Being a childminder is a constantly changing career path for those that enjoy or are good at working with children. Every child has their own needs and personality, making childminding a job that requires quick thinking, problem-solving and a flair and love for your job, but most importantly, it’s a job that’s rewarding for all parties involved if done properly. If you’ve been thinking about becoming a childminder, you might be wondering what it takes to get started. We’re here to help – find out more, below.
What Exactly Is A Childminder And What Will I Be Doing?
While childminding is a rewarding and often enjoyable career to choose, it’s important to understand exactly what the role entails so you can make an informed decision as to whether this really is the career for you. Childminding is centred around the health and safety of the children in your care which can be a lot of responsibility for some people. You need to be able to meet the physical and often the mental needs of children in your care, ensuring they are not only physically safe but emotionally cared for and depending on their age or the schedule, you may even need to help them with learning.
The day to day expectations will depend entirely on the family you are working with, but you can expect to undertake a number of tasks including:
- Providing and preparing meals according to dietary requirements, preferences, religious requirements and more.
- Changing nappies and giving bottles for toddlers and babies
- Dropping off and picking up from school
- Keeping kids entertained throughout the day when there is no school
- Help with homework
- You may take children out on trips to the park etc, where transport and necessary equipment (e.g. buggies, car seats) will be required
- Keep on top of all paperwork and reports
- Keep the house clean and tidy and safe for children
- Balance different needs and schedules of children of different ages
While the above will depend on how long you’re caring for the children and their needs according to age and other factors, they are just a handful of the tasks you may be required to keep on top of and perform throughout a day.

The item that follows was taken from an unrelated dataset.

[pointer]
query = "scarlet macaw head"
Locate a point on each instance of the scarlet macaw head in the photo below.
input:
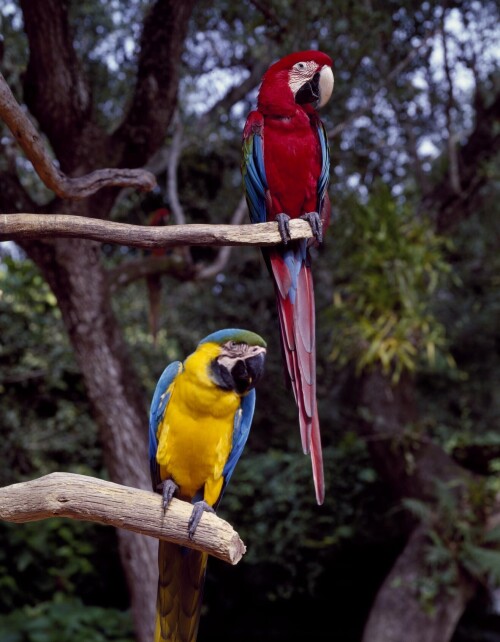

Do I Need To Register as a Childminder?
If you’re planning to become a full time or even a part-time childminder, it’s important to ensure you register accordingly. According to the UK Government, registration as a childminder is required if the following apply:
- You are caring for children under the age of 8
- Your services are required for 2 or more hours a day
- You look after the children in your own home
- You are getting paid to look after them, including payment in kind
Without registration, you can’t be legally paid or recognised as a childminder if any of the above apply. In order to register, you’ll need to register with Ofsted and/or a childminder agency.
There are some cases where registration won’t be necessary, and different rules may apply for providing childminding services in an alternative location such as a nursery or creche. It’s important to note, however, that while registration isn’t compulsory for the following situations, some may still register in order to help the parents qualify for free childcare in the UK. Those who do not need to register as a childminder include:
- Babysitters that look after children between 6pm and 2am
- A family friend that cares for children for less than 3 hours a day
- Anyone that looks after the children for less than 3 hours a day
You cannot register as a childminder if:
- You’re under 18
- You are related to all of the children you look after
- You don’t have a legal right to work in the UK
- You have been barred from working with children
- You have been disqualified
- You have been refused registration in the past, or had registration cancelled (except where cancellation was due to a fee not paid)
- Are childminding in a home where a disqualified person lives or works.
Do I Need Any Qualifications to Become a Childminder?
When it comes to registering for and operating as a childminder, there are a few qualifications and checks that you may need to complete first. This includes a DBS Criminal Record check and a Health Declaration Form signed by your doctor. For your DBS Criminal Record Check, you will need an enhanced check, as will anyone else connected with your childminding business. Each person must apply for their own check through the Ofsted DBS Application. The Healthcare Declaration Form is required if you’re applying for the Early Years register in particular but doesn’t always require you to go through a health check at your GP. In most cases, they may sign the form without a physical examination needed. If you have an ongoing or underlying health condition, it’s important to speak to your doctor about the physical or mental strains of the role and if it’s the right role for you.
In terms of training and qualifications, childcare-related qualifications will certainly help; however, you must complete training to ensure you’re in the best position to do the job and that you have all relevant knowledge and expertise. You should complete:
- Introductory childminding courses that cover all EYFS requirements
- Level 2 Core training (for 5 years and over only, no early years) for all core skills and knowledge
- First Aid Training – at least a 12-hour paediatric first aid course, to be retaken every 3 years.
What Insurance Do I Need?
When it comes to becoming a childminder, it’s important to ensure you are protected against accidents and injuries while working. When looking after children, there are always risks present and while you will be trained to spot and reduce these risks, this isn’t always simple. Something as simple as spilt water or juice could result in a slip or fall, or play equipment could pose trip hazards or a source of injury – these are some of the risks always associated with childcare and while these should be prevented as much as possible, having public liability insurance for childminders will provide financial support to you in the case of a claim made against you.
Claims could involve anything from injuries obtained by tripping over equipment or injuries caused by a child rolling off a changing table, to more severe issues such as positioning from chemicals or medicines ingested by a child where the chemical or medicine should have been out of reach. With insurance, you can ensure you are protected financially in the case of a claim across both legal fees and any compensation required to be paid out.